The respiratory microbiota plays a crucial role in modulating pulmonary immune responses; however, the mechanisms by which commensal microbiota influence Mycoplasma pneumoniae pneumonia (MPP) pathogenesis remain incompletely understood. This study investigated the impact of Streptococcus salivarius K12 (K12) on pulmonary responses in mice infected with Mycoplasma pneumoniae (Mp). Twenty-four male BALB/c mice were randomly divided into three groups: a normal control group (Control), an Mp + PBS group, and an Mp+K12 group, with eight mice per group. After establishing the Mp infection model, mice were orally administered either K12 probiotic suspension or PBS for 14 consecutive days. Bronchoalveolar lavage fluid (BALF) was collected to assess Mp load and inflammatory cell counts. Inflammatory and pathological changes in serum, BALF, and lung tissue were evaluated. The lower respiratory tract (LRT) microbiota was characterized by 16S rRNA sequencing of BALF samples. No significant intergroup differences were observed in P1 protein or CARDS toxin mRNA levels. Hematoxylin and eosin staining of lung tissue demonstrated no discernible histopathological differences among groups.

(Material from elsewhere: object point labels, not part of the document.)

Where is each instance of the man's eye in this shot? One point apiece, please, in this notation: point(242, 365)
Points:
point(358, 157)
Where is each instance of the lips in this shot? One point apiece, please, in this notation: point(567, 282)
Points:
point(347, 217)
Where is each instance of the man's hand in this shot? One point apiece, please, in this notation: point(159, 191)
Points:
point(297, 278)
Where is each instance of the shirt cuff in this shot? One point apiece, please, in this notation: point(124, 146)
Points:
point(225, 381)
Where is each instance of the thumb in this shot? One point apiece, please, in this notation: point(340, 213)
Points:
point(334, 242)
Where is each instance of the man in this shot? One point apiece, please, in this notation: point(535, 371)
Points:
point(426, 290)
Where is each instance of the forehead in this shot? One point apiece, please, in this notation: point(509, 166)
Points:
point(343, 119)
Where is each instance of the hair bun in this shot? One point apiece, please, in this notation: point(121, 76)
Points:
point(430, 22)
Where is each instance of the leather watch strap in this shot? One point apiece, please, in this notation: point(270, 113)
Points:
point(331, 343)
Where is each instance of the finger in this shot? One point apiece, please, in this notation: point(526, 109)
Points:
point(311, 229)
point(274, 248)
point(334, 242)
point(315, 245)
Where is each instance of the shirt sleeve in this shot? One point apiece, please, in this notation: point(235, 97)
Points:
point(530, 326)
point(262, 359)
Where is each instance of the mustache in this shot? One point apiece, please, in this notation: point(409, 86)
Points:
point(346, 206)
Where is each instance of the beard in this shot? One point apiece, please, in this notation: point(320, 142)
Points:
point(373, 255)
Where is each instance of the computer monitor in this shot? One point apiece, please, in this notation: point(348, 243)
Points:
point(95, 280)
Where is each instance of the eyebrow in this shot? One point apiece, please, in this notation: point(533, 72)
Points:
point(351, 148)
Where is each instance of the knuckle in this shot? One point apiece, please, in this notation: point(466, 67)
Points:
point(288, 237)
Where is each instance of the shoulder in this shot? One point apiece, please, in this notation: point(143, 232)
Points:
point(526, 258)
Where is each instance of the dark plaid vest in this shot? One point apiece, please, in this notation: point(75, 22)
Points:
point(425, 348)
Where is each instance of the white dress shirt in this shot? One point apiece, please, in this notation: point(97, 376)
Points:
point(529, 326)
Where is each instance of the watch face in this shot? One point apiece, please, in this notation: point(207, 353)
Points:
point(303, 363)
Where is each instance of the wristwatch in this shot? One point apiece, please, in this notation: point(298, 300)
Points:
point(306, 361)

However, the Mp+K12 group showed a significant reduction in total white blood cell counts in BALF compared to the Mp + PBS group. Serum levels of TNF-α and IL-6 were notably lower in the Mp+K12 group than in the Mp + PBS group. TNF-α mRNA expression in lung tissue was also markedly reduced in the Mp+K12 group. Both the Mp + PBS and Mp+K12 groups exhibited reduced expression of the airway remodeling factor Col3A1 mRNA relative to the Control group, though Col3A1 mRNA expression was higher in the Mp+K12 group than in the Mp + PBS group. Shannon index analysis indicated no significant differences in species richness among the groups, with the Mp+K12 group displaying a microbial community structure most similar to the Control group. The probiotic K12 attenuated the effects of Mp infection in mice, primarily by mitigating inflammatory responses and shifting the lung microbiota toward a more balanced composition. These findings provide valuable insights into potential mechanisms and therapeutic strategies for Mp infections.

Keywords: Mycoplasma pneumoniae infection mice model; Streptococcus salivarius K12; BALB/c mice; Mycoplasma pneumoniae; Oral probiotics.